C'est à cette occasion que son discours se précise. Pourquoi la musique ou le théâtre s'adressent-ils au sensible quand les musées persistent à honorer la chronologie et, pire, la pédagogie ! Face au musée docile Jean-Hubert Martin prône le musée des charmes. Nous devons aller voir les œuvres d'art par pur plaisir sans forcément nous demander quelle connaissance y acquérir. Et chacun peut y trouver son bonheur, sans la hiérarchie imbécile des supposés savants et des visiteurs ignares à qui il faut tout expliquer. Chacun devient libre de son interprétation, avec ses propres repères. "Pour prendre du plaisir. C'est la tâche des conservateurs de présenter les œuvres de manière à provoquer des correspondances signifiantes et des associations qui mènent des œuvres à la pensée et aux idées (...) La spécialisation et la division des tâches ont été un atout majeur de notre civilisation, mais elles comportent leur revers. Elles risquent d'oblitérer le caractère éminemment humain de la culture matérielle et par conséquent son rôle de vecteur de communication entre les hommes. Certains professionnels des musées sont à ce point imprégnés de positivisme et du caractère scientifique de leur discipline qu'ils restent fixés sur la vérité intrinsèque et exclusive de l'œuvre telle qu'elle surgit dans le contexte de sa création. Et pourtant notre compréhension du passé est totalement limitée par l'interprétation que nous en faisons aujourd'hui."
Au diable les spécialistes, la chronologie, les expositions thématiques tirées par les cheveux du matérialisme mécaniste, au diable les cartels qui rompent la magie du spectacle... Le cabinet de curiosité porte bien son nom, ouvert à tous les possibles, et pour le mettre en valeur, Jean-Hubert Martin joue des effets de lumière, des associations et des contraires, des rimes poétiques qui renvoient au réel comme à l'imaginaire. (L'Art au large, ed. Flammarion)

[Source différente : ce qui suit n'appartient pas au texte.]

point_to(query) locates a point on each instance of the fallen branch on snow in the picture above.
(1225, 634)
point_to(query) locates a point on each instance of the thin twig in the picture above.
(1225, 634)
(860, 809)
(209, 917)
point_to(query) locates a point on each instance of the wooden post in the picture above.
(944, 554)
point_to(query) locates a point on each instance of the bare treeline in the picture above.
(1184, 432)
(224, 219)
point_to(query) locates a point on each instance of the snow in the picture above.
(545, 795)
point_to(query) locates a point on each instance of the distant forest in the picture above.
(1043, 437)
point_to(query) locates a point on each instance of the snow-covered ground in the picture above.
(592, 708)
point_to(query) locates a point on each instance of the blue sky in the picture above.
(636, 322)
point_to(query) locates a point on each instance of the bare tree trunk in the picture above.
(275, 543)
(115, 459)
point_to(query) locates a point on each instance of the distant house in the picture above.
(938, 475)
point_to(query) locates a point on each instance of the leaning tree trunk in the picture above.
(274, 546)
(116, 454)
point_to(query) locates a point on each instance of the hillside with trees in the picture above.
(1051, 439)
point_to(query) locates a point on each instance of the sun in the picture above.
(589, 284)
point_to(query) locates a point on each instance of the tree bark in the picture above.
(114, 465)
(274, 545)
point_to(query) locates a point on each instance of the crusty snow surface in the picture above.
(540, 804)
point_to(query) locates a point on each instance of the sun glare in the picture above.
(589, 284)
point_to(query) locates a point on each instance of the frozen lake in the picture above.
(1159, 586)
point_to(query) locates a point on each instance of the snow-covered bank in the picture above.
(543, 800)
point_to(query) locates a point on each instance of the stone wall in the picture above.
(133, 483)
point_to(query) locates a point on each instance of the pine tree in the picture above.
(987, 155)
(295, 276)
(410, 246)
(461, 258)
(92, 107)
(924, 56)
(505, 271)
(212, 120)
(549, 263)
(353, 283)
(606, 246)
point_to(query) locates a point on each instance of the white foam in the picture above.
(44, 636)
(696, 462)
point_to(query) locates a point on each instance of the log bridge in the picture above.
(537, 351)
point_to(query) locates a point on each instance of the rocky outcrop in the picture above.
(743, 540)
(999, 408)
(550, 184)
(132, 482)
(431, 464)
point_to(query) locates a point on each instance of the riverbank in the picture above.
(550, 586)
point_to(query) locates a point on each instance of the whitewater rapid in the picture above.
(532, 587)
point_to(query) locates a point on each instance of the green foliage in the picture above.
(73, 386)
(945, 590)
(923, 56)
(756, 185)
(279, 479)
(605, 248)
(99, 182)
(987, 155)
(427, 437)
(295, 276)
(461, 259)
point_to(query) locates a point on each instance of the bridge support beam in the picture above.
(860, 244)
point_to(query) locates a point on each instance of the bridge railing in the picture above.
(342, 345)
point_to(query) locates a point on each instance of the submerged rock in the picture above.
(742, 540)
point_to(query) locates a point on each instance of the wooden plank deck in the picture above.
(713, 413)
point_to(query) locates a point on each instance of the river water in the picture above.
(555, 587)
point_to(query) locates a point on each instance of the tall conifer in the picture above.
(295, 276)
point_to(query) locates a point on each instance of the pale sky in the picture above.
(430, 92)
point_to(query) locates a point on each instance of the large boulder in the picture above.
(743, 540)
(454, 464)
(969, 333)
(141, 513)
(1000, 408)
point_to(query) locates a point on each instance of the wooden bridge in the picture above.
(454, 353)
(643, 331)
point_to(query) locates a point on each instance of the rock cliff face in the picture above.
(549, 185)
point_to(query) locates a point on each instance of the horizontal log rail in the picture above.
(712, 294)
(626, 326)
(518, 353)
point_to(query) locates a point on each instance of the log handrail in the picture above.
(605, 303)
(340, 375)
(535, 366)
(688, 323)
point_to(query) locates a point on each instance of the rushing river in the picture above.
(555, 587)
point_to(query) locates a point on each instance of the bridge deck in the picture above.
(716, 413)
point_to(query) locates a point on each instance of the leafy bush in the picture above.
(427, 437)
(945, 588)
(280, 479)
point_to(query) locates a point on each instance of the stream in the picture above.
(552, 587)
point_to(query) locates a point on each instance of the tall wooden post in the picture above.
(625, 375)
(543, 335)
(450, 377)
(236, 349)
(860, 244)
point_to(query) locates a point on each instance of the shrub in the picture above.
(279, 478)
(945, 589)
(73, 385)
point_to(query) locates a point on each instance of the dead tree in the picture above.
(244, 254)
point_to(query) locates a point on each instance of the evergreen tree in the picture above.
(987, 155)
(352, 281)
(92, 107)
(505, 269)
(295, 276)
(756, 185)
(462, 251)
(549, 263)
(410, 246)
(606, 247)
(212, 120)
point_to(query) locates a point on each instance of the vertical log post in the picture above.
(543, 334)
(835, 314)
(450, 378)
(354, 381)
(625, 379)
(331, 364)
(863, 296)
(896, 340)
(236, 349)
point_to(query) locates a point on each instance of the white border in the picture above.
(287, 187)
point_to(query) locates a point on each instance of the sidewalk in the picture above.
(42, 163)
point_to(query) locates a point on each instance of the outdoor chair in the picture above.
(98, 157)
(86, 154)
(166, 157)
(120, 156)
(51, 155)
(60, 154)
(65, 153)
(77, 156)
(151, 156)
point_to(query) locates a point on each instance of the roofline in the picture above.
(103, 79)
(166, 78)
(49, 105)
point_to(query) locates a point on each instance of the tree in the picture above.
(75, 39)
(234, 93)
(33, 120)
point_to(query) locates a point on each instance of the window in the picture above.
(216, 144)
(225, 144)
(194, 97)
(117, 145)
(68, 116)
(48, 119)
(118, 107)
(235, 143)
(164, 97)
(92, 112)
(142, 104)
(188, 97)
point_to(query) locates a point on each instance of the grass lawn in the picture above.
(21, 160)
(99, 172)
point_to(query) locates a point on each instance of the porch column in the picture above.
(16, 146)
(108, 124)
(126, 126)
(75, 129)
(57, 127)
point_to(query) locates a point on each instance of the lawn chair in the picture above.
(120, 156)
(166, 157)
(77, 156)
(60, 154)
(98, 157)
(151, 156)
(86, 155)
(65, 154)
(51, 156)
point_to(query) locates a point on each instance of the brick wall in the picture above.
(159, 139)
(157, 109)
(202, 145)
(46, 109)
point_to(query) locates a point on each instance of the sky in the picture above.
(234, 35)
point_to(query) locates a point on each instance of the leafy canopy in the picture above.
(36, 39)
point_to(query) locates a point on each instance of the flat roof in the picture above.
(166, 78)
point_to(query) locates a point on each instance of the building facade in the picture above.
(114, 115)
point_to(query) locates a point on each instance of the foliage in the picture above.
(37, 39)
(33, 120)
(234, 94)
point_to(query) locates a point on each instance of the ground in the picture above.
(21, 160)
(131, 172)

Il y a vingt ans j'eus la chance de participer à plusieurs expositions-spectacles à commencer par Il était une fois la fête foraine à la Grande Halle de La Villette. Nous avions désacralisé la muséographie en immergeant les visiteurs dans un univers ludique. Avec le conservateur Zeev Gourarier et le scénographe Raymond Sarti nous avions réitéré l'exploit au Japon pour The Extraordinary Museum et à Monaco pour Jours de cirque. Ils m'avaient offert la liberté d'imaginer le son de ces gigantesques espaces où les œuvres reprenaient soudain vie, libérées du poids d'une pédagogie hautaine et de la poussière des cimaises formateuses pour donner à chacun le loisir de se les approprier en les interprétant à sa guise, seulement guidés par l'à propos des choix poétiques et plastiques.